I am having a data.table with returns on n dates for m securities. I would like to do a multiple linear regression in the form of lm(ReturnSec1 ~ ReturnSec2 + ReturnSec3 + ... + ReturnSecM). The problem that I am having is that there might be dates missing for some of the securities and the regression should be on aligned dates.
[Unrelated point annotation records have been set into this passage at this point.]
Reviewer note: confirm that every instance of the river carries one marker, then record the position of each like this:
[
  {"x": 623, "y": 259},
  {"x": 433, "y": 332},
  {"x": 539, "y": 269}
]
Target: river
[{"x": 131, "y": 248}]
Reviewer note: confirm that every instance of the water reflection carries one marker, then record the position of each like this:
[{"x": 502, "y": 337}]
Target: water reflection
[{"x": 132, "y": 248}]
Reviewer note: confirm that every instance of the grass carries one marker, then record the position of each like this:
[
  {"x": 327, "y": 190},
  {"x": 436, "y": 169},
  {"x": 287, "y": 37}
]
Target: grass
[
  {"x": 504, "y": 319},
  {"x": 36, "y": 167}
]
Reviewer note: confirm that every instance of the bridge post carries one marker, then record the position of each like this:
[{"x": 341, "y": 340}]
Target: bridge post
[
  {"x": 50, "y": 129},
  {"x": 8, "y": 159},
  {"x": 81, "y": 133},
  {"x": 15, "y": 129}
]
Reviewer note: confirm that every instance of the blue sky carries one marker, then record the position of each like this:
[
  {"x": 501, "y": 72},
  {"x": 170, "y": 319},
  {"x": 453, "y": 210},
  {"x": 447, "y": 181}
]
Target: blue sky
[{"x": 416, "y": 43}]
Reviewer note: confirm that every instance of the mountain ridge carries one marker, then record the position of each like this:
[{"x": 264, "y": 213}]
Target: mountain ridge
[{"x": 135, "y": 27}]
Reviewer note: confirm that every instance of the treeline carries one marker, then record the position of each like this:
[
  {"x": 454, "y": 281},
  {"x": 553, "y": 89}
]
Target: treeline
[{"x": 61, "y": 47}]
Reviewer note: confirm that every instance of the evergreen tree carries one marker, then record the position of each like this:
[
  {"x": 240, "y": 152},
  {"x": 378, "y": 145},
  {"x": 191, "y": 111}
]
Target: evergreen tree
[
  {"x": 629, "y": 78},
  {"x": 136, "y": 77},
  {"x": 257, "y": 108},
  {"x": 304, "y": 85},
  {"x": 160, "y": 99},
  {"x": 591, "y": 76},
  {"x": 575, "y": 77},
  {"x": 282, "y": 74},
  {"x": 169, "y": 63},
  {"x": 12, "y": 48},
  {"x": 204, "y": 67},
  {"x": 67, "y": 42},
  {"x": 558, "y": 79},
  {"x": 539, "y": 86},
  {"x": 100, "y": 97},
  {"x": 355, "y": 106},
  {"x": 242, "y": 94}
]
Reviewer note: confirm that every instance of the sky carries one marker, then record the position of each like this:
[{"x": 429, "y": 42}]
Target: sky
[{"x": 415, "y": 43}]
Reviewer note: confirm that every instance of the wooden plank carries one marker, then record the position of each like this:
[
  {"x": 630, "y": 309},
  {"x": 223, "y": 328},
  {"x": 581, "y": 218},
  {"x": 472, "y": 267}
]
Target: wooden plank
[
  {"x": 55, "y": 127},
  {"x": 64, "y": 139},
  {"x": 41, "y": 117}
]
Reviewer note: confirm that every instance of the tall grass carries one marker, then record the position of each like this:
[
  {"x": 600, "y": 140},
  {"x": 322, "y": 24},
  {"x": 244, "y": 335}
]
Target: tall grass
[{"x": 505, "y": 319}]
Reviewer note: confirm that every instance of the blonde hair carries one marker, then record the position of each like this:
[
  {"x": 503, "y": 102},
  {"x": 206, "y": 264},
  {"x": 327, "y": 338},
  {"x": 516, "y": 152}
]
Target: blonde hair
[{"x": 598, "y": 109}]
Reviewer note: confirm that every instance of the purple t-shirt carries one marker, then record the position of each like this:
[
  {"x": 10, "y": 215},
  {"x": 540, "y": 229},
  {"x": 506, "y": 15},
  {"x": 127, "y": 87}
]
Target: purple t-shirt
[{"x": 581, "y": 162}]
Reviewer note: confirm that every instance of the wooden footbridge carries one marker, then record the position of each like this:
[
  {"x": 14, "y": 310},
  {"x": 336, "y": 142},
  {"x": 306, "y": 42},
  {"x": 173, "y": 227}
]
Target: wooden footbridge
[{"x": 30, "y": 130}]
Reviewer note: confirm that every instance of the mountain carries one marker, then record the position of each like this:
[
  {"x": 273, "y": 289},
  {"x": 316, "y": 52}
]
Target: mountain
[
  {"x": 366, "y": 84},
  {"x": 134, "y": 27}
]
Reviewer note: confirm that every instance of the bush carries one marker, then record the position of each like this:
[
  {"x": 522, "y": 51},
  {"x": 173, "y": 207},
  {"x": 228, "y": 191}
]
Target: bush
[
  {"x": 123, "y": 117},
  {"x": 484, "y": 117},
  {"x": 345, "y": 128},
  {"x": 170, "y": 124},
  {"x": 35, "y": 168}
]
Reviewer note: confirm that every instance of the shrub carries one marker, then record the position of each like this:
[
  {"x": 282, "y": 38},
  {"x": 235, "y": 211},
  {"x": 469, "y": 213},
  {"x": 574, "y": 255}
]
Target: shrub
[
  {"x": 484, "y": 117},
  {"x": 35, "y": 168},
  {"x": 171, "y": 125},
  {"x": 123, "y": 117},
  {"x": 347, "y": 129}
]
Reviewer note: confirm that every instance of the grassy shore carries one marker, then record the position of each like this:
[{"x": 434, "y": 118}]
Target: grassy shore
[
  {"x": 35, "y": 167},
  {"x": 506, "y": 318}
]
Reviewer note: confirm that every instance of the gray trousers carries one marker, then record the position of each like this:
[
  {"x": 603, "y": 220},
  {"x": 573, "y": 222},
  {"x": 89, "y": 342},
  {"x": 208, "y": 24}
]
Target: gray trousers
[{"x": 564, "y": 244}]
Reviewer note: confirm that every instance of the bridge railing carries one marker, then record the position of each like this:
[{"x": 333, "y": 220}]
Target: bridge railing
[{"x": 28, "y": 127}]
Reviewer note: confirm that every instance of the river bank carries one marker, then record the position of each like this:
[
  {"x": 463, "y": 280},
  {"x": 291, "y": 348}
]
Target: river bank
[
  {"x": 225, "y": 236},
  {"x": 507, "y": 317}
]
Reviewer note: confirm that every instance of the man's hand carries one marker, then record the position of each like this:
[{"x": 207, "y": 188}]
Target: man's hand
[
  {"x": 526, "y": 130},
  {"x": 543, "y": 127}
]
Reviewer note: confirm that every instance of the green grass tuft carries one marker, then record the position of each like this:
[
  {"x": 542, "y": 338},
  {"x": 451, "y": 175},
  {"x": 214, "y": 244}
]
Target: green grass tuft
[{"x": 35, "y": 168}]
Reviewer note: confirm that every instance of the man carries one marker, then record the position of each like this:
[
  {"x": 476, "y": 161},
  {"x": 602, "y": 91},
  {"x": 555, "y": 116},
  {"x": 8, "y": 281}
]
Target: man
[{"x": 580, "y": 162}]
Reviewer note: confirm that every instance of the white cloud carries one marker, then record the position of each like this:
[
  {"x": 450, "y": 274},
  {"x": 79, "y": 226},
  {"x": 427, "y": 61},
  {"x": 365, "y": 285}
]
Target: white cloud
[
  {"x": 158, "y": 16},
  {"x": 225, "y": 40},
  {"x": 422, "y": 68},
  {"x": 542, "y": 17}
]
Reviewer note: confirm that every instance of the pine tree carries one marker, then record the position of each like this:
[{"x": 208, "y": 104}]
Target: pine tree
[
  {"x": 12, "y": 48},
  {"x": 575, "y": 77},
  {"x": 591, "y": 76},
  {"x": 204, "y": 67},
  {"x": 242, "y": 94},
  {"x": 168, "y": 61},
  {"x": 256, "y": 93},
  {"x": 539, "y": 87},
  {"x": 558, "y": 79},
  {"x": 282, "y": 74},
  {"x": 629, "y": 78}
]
Here is what I have come up with so far:
#The data set
set.seed(1)
dtData <- data.table(SecId = rep(c(1,2,3), each= 4), Date = as.Date(c(1,2,3,5,1,2,4,5,1,2,4,5)), Return = round(rnorm(12),2))
#My solution so far
dtDataAligned <- merge(dtData[SecId == 1,list(Date, Return)], dtData[SecId == 2, list(Date, Return)], by='Date', all=TRUE)
dtDataAligned <- merge(dtDataAligned, dtData[SecId == 3,list(Date, Return)], by='Date', all=TRUE)
setnames(dtDataAligned, c('Date', 'Sec1', 'Sec2', 'Sec3'))
dtDataAligned[is.na(dtDataAligned)] <- 0
#This is what i want to do
fit <- lm(dtDataAligned[, Sec1] ~ dtDataAligned[, Sec2] + dtDataAligned[, Sec3])
Is there a better (more elegant, possibly faster) way of doing this without having to loop and merge the data.table to perform a regression on the values with aligned dates?